I tried running version 0.9.6 in its own environment to see if that resolves either of these issues, but when I run the cnvkit.py command I get an immediate error regarding biopython:
$ cnvkit.py -h /home/erik/anaconda3/envs/cnvkit_0.96/lib/python3.7/site-packages/skgenome/intersect.py:15: FutureWarning: pandas.core.index is deprecated and will be removed in a future version.
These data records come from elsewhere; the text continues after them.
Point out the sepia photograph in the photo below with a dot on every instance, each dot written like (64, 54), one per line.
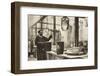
(53, 37)
(57, 37)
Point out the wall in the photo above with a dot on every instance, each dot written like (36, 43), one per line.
(5, 38)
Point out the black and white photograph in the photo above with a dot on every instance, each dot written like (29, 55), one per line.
(52, 37)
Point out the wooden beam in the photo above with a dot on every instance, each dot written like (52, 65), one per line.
(76, 31)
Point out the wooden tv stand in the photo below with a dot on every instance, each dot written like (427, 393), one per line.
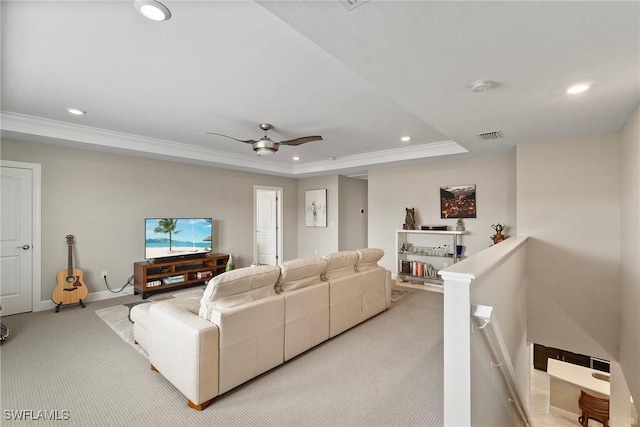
(161, 276)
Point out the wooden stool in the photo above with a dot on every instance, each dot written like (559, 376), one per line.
(593, 407)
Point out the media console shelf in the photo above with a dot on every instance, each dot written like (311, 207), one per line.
(167, 275)
(421, 253)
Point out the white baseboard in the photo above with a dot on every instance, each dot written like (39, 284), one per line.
(93, 296)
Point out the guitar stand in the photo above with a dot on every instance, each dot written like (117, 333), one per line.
(62, 303)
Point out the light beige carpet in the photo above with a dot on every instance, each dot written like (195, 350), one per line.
(117, 317)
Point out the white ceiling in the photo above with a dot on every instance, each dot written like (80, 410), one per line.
(361, 78)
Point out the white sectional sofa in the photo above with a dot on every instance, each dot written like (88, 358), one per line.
(250, 320)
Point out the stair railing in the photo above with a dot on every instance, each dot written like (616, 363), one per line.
(499, 352)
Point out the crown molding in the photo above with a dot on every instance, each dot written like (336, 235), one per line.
(118, 142)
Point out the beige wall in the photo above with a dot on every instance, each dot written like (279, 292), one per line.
(391, 190)
(103, 200)
(352, 234)
(569, 205)
(630, 250)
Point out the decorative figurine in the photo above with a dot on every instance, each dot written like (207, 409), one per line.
(498, 237)
(410, 219)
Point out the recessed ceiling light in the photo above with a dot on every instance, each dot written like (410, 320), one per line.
(577, 89)
(76, 111)
(153, 10)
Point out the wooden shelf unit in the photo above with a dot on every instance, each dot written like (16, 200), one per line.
(156, 277)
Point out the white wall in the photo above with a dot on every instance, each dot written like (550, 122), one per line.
(318, 241)
(103, 200)
(353, 214)
(569, 205)
(391, 190)
(630, 248)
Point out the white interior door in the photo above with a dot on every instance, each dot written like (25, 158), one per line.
(267, 222)
(16, 235)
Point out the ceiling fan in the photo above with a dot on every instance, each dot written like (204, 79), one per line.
(265, 146)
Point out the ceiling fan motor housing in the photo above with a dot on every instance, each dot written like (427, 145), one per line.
(265, 146)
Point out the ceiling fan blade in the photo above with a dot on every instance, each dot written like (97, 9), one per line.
(249, 141)
(301, 140)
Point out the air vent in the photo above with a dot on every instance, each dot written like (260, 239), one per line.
(351, 4)
(488, 136)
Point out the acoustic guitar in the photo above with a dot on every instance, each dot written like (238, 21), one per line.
(70, 288)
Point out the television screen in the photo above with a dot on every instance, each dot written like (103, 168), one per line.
(177, 237)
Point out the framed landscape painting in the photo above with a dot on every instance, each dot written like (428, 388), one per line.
(316, 208)
(458, 201)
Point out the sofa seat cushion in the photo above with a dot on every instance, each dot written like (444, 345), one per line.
(306, 318)
(340, 264)
(345, 303)
(238, 287)
(368, 259)
(300, 273)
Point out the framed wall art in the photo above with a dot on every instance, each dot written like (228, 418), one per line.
(316, 208)
(458, 201)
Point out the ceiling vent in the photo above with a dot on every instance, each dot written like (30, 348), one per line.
(488, 136)
(351, 4)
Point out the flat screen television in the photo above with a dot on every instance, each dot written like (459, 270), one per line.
(177, 237)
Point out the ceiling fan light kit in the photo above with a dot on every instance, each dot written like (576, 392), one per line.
(152, 10)
(265, 146)
(481, 85)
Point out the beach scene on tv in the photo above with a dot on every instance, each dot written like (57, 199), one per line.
(172, 237)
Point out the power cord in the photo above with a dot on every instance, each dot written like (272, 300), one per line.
(129, 282)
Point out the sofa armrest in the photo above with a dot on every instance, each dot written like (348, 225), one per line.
(184, 349)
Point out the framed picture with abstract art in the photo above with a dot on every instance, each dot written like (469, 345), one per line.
(316, 208)
(458, 201)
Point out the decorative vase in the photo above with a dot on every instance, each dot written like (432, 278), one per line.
(230, 265)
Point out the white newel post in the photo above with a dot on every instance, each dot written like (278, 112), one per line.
(457, 349)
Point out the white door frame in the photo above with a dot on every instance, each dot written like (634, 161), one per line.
(36, 268)
(279, 239)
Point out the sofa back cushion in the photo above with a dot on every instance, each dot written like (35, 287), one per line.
(368, 258)
(237, 287)
(300, 273)
(340, 264)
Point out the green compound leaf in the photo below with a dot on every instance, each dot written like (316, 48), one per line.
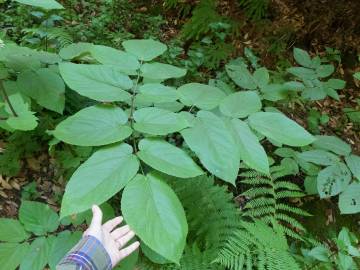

The public classes are available in the top-level namespace. from pandas.core.index import Int64Index Traceback (most recent call last): File "/home/erik/anaconda3/envs/cnvkit_0.96/bin/cnvkit.py", line 8, in <module> from cnvlib import commands File "/home/erik/anaconda3/envs/cnvkit_0.96/lib/python3.7/site-packages/cnvlib/__init__.py", line 5, in <module> from .commands import * File "/home/erik/anaconda3/envs/cnvkit_0.96/lib/python3.7/site-packages/cnvlib/commands.py", line 32, in <module> from . import (access, antitarget, autobin, batch, call, core, coverage, File "/home/erik/anaconda3/envs/cnvkit_0.96/lib/python3.7/site-packages/cnvlib/autobin.py", line 11, in <module> from . import coverage, samutil File "/home/erik/anaconda3/envs/cnvkit_0.96/lib/python3.7/site-packages/cnvlib/coverage.py", line 15, in <module> from Bio._py3k import StringIO ModuleNotFoundError: No module named 'Bio._py3k'
Any assistance appreciated!
The filtering of bins appears to be related to the use of the --fasta flag, which encodes the GC content of the bins in the .cnn files. Extracting the failed bins from the reference.cnn file and sorting by GC values there is a gap between 0.378788 and 0.619835 suggesting a cutoff around < 0.4 and > 0.6.